It is considered sensible to hardcode a partial path to the include files within the calling tag - this stops people exploring your documents remotely. ie, I could type in the url bar the following
"inc.php?inc_file=../../usr/pwd/password.txt" and if my script had guessed a filename I'd be reading your hidden files.

It also might be an idea to set a default value for $target

index.php

if($HTTP_GET_VARS) {extract($HTTP_GET_VARS); }
$path = '/subfolder/';
if(!isset($target) || $target=="") {$target = "home.php";}
include($path.$target);

as to the linking bit

echo '<a href="index.php?target='.$target.'">';

Celtboy
08-07-2002, 05:42 PM
your problem is really caused by the disabling of vars passed in the stream.

c q
08-08-2002, 08:40 AM
actually....I found that I juss had to set register globals 'on' in the php.ini file
now it works like magic :D

mordred
08-08-2002, 03:07 PM
That's a workaround, your initial problem comes from the use of an undefined constant as the key to retrieve a value from $HTTP_GET_VARS.

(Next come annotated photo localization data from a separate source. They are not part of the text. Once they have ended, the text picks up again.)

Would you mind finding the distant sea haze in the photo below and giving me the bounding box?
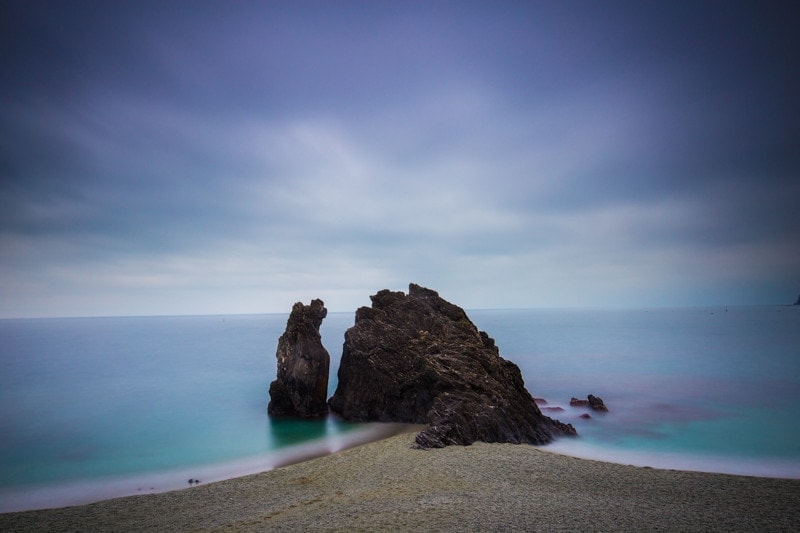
[1,306,799,511]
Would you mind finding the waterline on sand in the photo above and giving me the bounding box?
[542,437,800,479]
[0,422,415,513]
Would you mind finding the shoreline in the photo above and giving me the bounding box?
[6,423,796,514]
[0,422,418,514]
[2,430,799,532]
[541,437,800,480]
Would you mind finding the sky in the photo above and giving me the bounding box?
[1,1,799,318]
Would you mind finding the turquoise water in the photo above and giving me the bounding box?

I suppose you have the error reporting set to E_ALL. Then you'll receive the particular error message you wrote any time you do



$HTTP_GET_VARS[target];


which is incorrect, correct form would be



$HTTP_GET_VARS["target"];


See the difference? As to the where and why, it's all explained in much detail at http://se.php.net/manual/en/language.types.array.php#language.types.array.foo-bar .

Just in case you run into the same trouble again... you can't solve that generally by adjusting register_globals. ;)

c q
08-09-2002, 04:39 PM
heyyy many thanks...I never realised that...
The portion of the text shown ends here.